Textos decetivos – 2 Cada vez mais descartáveis
Eu sou um tipo ocupado. Olho para a minha agenda e vejo um rol de coisas a que não conseguirei responder. Vejo-me compelido a procurar alternativas. Construo uma hierarquia, forço precedências, desmarco aquilo que me parece menos importante ou me apetece menos e ganho o stress que pensava ter deixado de lado com a chegada à reforma. Procuro, com mais tempo, soluções duráveis que me permitam dispor de maior liberdade para me dedicar, além das obrigações, ao prazer, aos factos lúdicos.
Por isso, percebendo o tempo gasto na limpeza da casa, a minha mulher com a agenda tão preenchida quanto eu, a empregada assoberbada com roupas, arrumações, cozinhas e diversos, decidi atualizar-me e ganhar tempo. Comecei por comprar uma mopa elétrica. Aparelho simples. Bateria carregada, movimentos circulo-lineares, um papel aderente que atrai a pequena sujidade e eis que, num ápice, pondo o automatozinho a rodar pelo chão vejo libertos um par de horas, assim, num piscar de olhos. Gostei da experiência e cá em casa todos aplaudiram. Mas havia um senão. Sujidades maiores o R1, como lhe chamámos, não tinha capacidade de remover. Atirava-os para os lados. Mesmo tendo de recolhê-los de vassourinha e pá, já era um adiantamento. Porém, iniciado o caminho, era preciso ir mais longe. Pesquisei o mercado e comprei o R2. Este sim. Reconhecia escadas e não caía, limpava carpetes, sugava toda a sujidade, mesmo nos cantos, com o pincel rotativo, destinado a desalojar conspurcação em defensivo acantonamento, nos recortes da casa. Júbilo geral e a empregada feliz por poder dedicar mais tempo às tarefas de arranjo que mais lhe agradavam.

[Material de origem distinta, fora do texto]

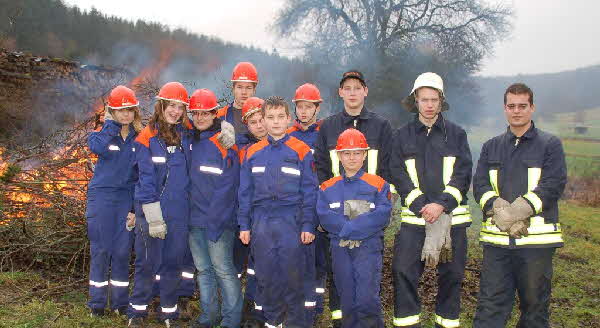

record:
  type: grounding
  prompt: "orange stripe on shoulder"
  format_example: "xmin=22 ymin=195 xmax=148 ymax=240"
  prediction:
xmin=135 ymin=126 xmax=157 ymax=147
xmin=285 ymin=137 xmax=310 ymax=161
xmin=209 ymin=132 xmax=227 ymax=158
xmin=217 ymin=105 xmax=229 ymax=117
xmin=321 ymin=175 xmax=342 ymax=190
xmin=245 ymin=138 xmax=269 ymax=159
xmin=360 ymin=173 xmax=385 ymax=191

Devo dizer que, entretanto, para poupar tempo, adquiri, passe a publicidade, a amiga Bimby. Aquilo é uma maravilha. Um mínimo de tempo gasto para preparar acepipes culinários, dando até o conforto de, usando a imaginação, produzir pães fabulosos, diferentes de quantos, mal saborosos, carregados de fermento e humidade, os nossos supermercados nos impingem. Todos ficámos encantados e as agendas e trabalhos mais leves. Pois se, para confecionar uma refeição, pouco mais era necessário que carregar em botões e pôr na máquina ingredientes previamente preparados! Estou à espera de que, em breve, apareça um robot que possa fazer as camas, substituir lâmpadas, atender telefones e à porta. Nesse dia, para grande felicidade, a minha agenda e a da minha mulher, certamente não estarão tão carregadas e talvez possa, de vez, dispensar a empregada.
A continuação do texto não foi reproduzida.